Egg roast has a very strong tie to my brother. During his time in Dubai, he’d land in the Cochin airport and before even saying hello, would start with “let’s get mutta roast on the way home”. It’s a 2-hour drive from Cochin airport to our home in Kottayam and all the way, we’d be on the hunt for the perfect egg roast. Sometimes, you find them in the smallest roadside stalls where a chettan and his family would be making hot Kerala breakfast items like appam, puttu, idiyappam and such with a big bowl of kadala curry and egg roast to go with these. Such deliciousness!

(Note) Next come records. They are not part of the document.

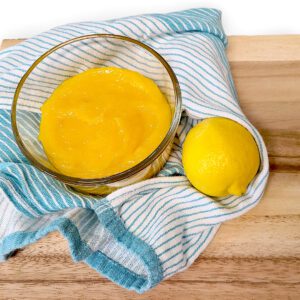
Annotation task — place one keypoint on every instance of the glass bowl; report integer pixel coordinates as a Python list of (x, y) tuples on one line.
[(70, 58)]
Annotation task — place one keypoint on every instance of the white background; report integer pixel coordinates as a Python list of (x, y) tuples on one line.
[(24, 18)]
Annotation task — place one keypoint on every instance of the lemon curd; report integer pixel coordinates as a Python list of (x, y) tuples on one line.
[(103, 121)]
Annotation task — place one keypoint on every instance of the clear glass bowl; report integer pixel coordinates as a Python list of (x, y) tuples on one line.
[(70, 58)]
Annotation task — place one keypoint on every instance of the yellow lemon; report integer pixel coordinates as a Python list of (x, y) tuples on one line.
[(220, 157)]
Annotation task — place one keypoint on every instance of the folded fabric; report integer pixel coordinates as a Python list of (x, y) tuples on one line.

After we get a hot steaming breakfast on the way, my mom would declare that she can make an equally good egg roast a home, if not better. And so during the 1-2 week customary stay, we would get to taste her homemade version of mutta roast with either appam or idiyappam. This is my amma’s recipe, the way we love it.
KERALA EGG ROAST RECIPE
Preparation time: 10 minutes
Cooking time: 30 minutes
Recipe source: Amma
Note: I have scaled down the recipe to serve 4, the portion in the pictures below was for 10 people
2.5 cups of onions, sliced thin, tightly packed
1 cup of ripe tomatoes, cut into small cubes
A fistful of fresh curry leaves
2 tbsp of coconut oil
1/2 tsp of red chilli powder (adjust to taste)
1/2 tsp of cumin powder (jeerakam powder)
1 tsp of coriander powder (malli powder)
1/4 tsp of turmeric powder
1/4 tsp of black pepper powder
2 green chillies (split – optional – adjust red chilli powder quantity accordingly)
3 tbsp of finely chopped coriander leaves (cilantro) for garnish
1/2 tsp of mustard seeds
1 tsp of freshly crushed garlic
1 tsp of grated fresh ginger
To Boil the Eggs:
Here’s how I make perfect boiled eggs after seeing the instructions on Martha Stewart’s website.
Wash the eggs thoroughly under running water and add to a pan of tap water. Use a large enough pan so that the eggs are not on top of each other and make sure there’s enough water to cover the eggs completely.
Place on medium heat and bring the water to a rolling boil. Once it starts boiling well, turn off heat and cover the pan. Set aside for 30 mins or so while you prepare the gravy for egg roast.
To Make Kerala Egg Roast Gravy
In a large pan (we use cast iron pan usually and this gives the gravy a darker colour), add the coconut oil and mustard seeds. When the mustard seeds start to pop, add the sliced onions and curry leaves.
Roast the onions on low heat until uniformly light brown in colour. The key here is to not overcook or fry the onions too much. We are looking for cooked yet soft onions for the gravy. Keeping flame low makes sure the sides of the onions don’t get burned.
Now add the ginger and garlic and saute for 30 seconds until fragrant. Then add all the spices – chilli powder, jeera powder, coriander powder, turmeric, and pepper. Fry for a minute on low heat.
Next, add the cubed tomatoes and green chillies (if using) along with 1 cup water. Remember to adjust the level of heat you’d prefer. We like our egg roast on the spicy side. Cook this gravy until the tomatoes are soft. This takes about 7 mins or so. Add more water if the gravy becomes too thick but too not too much. Egg roast is meant to have a thick non-watery gravy.
When the gravy is cooked and mushy, add chopped coriander leaves and salt. A pinch of sugar is a good idea too.
Now go back to our pan of boiled eggs and shell them carefully. Make small slits on the side of the eggs and pour the gravy on top.
Give the egg roast a gentle mix and let it sit for 10-15 mins for the eggs to soak up the gravy a bit.
All done! Serve Kerala egg roast with any side of your choice.